Key patterns: - Tool name constants — ToolNames.LOGIN enables refactoring and cross-references - Explicit tool names — @Tool(customName = ...) ensures stable names even if function is renamed - Colocated registry — metadata lives with the tools via delegation - Direct tool composition — setup() calls another tool directly (type-safe, no MCP round-trip) - HasRegistry interface — enables central aggregation of all registries

Benefits: - Standard mechanism — uses Kotlin MCP SDK, same as external teams - Portable — tools work in-process or via stdio without code changes - Type-safe — tool name constants prevent typos and enable refactoring - No custom annotation system — less code to maintain - MCP SDK handles — tool discovery, schema generation, invocation

Tool Authoring by Language¶

Kotlin (Recommended for In-Process)¶

See the ToolSet pattern above. Key points: - Use Kotlin MCP SDK (@Tool, @LLMDescription, ToolSet) - Tool name constants for type safety - Colocated registry with HasRegistry interface - Direct function calls for internal tool composition

Python / TypeScript (External Teams)¶

External teams use: 1. stdio transport — Trailblaze spawns and manages the server 2. Official MCP SDK — Python (FastMCP) or TypeScript (@modelcontextprotocol/sdk) 3. Trailblaze Client SDK — our lightweight wrapper with generated RPC stubs 4. MCP resource — expose trailblaze://registry with tool metadata

Both Python and TypeScript MCP SDKs provide built-in access to request context, which our SDK uses to extract invocation metadata for multi-device support.

Example (Python):

# acme_tools.py
from mcp import Server, Context
from trailblaze import TrailblazeClient  # Light SDK wrapper

server = Server()

@server.tool("acme_driver_login")
async def login(email: str, password: str, ctx: Context) -> dict:
    """Log in to Acme Driver app."""
    # Context-aware client - supports multi-device automatically
    tb = TrailblazeClient.from_context(ctx)

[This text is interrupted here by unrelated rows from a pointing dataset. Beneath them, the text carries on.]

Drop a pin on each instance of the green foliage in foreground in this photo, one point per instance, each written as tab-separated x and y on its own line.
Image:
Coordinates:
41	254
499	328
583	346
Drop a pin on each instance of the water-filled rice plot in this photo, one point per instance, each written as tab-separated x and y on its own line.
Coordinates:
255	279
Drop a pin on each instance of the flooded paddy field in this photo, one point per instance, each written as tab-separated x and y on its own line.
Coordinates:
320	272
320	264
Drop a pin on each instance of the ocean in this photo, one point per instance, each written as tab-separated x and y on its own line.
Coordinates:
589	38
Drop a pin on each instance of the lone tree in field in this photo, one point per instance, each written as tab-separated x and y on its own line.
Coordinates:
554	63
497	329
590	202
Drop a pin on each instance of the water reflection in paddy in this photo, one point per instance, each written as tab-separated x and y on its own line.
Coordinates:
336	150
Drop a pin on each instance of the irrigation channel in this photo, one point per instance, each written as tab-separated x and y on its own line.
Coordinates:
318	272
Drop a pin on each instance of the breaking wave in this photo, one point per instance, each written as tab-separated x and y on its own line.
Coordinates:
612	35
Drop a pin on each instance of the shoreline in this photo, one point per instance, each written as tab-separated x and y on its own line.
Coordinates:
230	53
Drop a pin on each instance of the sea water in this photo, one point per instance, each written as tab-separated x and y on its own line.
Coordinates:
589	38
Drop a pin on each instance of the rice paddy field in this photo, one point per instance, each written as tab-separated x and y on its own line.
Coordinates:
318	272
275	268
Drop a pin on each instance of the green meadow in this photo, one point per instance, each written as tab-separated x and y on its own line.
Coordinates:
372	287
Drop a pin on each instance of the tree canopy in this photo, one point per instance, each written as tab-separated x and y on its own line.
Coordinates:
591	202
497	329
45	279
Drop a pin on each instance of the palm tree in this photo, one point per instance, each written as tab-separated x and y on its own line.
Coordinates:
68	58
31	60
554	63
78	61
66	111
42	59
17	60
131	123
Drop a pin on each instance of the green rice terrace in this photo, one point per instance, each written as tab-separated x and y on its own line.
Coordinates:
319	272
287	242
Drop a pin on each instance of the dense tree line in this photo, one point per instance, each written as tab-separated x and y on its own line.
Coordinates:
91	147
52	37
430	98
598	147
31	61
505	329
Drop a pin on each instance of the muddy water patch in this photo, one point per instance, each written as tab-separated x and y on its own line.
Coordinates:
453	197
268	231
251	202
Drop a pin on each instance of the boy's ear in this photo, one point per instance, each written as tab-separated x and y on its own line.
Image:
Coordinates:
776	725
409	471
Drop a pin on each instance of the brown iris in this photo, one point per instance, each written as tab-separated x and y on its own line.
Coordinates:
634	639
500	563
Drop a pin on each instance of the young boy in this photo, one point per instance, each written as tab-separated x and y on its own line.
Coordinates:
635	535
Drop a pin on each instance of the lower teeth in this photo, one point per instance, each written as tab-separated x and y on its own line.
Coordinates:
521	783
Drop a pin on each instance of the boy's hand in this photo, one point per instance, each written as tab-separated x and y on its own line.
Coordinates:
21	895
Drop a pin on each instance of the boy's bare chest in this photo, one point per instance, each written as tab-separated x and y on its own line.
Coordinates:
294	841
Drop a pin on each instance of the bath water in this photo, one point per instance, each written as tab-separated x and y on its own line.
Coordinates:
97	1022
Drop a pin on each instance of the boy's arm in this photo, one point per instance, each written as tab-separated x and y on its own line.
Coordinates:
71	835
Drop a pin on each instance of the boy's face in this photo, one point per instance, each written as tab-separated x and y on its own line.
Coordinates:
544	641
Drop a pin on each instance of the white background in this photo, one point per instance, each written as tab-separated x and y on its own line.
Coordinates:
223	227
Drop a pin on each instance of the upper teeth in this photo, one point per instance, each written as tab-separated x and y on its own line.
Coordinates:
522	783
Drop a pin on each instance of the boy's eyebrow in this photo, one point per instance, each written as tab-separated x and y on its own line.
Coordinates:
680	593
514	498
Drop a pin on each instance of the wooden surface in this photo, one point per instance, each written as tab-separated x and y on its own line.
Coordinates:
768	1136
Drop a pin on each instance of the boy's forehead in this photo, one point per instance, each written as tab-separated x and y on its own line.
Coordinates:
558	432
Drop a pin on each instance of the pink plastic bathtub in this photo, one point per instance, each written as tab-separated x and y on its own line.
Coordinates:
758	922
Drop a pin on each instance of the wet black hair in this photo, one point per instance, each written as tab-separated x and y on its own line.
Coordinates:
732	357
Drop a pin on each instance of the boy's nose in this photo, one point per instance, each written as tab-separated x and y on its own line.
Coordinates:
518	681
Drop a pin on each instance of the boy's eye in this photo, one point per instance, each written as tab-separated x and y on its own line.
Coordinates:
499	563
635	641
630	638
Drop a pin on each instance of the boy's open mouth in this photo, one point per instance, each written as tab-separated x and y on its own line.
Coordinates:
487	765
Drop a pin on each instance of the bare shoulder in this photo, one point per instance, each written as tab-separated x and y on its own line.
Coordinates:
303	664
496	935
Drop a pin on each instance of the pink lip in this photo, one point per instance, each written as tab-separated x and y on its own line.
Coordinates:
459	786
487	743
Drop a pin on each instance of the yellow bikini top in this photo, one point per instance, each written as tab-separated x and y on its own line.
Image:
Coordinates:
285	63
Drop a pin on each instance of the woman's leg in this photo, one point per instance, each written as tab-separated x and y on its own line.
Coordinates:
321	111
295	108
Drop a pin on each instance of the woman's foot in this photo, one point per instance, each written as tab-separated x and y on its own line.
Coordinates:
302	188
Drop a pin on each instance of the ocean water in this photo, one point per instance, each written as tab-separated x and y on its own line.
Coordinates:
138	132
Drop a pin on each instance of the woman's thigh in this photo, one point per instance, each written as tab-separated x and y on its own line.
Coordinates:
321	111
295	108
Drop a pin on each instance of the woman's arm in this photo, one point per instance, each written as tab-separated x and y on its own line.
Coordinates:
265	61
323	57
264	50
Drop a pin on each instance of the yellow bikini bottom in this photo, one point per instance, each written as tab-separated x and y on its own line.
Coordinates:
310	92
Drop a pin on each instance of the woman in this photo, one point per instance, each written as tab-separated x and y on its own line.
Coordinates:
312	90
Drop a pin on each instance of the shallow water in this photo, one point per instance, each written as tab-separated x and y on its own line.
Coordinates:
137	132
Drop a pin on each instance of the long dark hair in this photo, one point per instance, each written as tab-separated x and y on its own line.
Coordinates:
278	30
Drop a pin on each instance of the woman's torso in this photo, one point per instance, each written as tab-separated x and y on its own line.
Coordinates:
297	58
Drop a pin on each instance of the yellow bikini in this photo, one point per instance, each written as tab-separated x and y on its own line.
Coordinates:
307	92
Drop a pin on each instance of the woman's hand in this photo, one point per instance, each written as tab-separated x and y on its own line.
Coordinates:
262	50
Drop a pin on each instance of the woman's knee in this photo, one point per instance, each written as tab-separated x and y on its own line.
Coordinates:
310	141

    await tb.clear_app_data("com.acme.driver")
    await tb.launch_app("com.acme.driver")
    await tb.tap(text="Sign in")
    await tb.input_text(email)
    await tb.input_text(password)
    return {"success": True}

@server.resource("trailblaze://registry")
async def get_registry():
    return {
        "tools": {
            "acme_driver_login": {
                "platforms": ["android", "ios"],
                "groups": ["auth"],
                "exposedToLlm": True,
                "isRecordable": True,
            }
        }
    }

if __name__ == "__main__":
    server.run()

Example (TypeScript):

// acme_tools.ts
import { Server, Context } from '@modelcontextprotocol/sdk';
import { TrailblazeClient } from '@trailblaze/client';

const server = new Server();

server.tool('acme_driver_login', async (args: { email: string, password: string }, ctx: Context) => {
    // Context-aware client - supports multi-device automatically
    const tb = TrailblazeClient.fromContext(ctx);

    await tb.clearAppData('com.acme.driver');
    await tb.launchApp('com.acme.driver');
    await tb.tap({ text: 'Sign in' });
    await tb.inputText(args.email);
    await tb.inputText(args.password);
    return { success: true };
});

server.resource('trailblaze://registry', async () => ({
    tools: {
        acme_driver_login: {
            platforms: ['android', 'ios'],
            groups: ['auth'],
            exposedToLlm: true,
            isRecordable: true,
        }
    }
}));

server.run();

Key pattern: Use TrailblazeClient.from_context(ctx) (Python) or TrailblazeClient.fromContext(ctx) (TypeScript) instead of a global client instance. This extracts the invocation ID from _meta and automatically includes it in all RPC calls, enabling multi-device support with zero additional effort.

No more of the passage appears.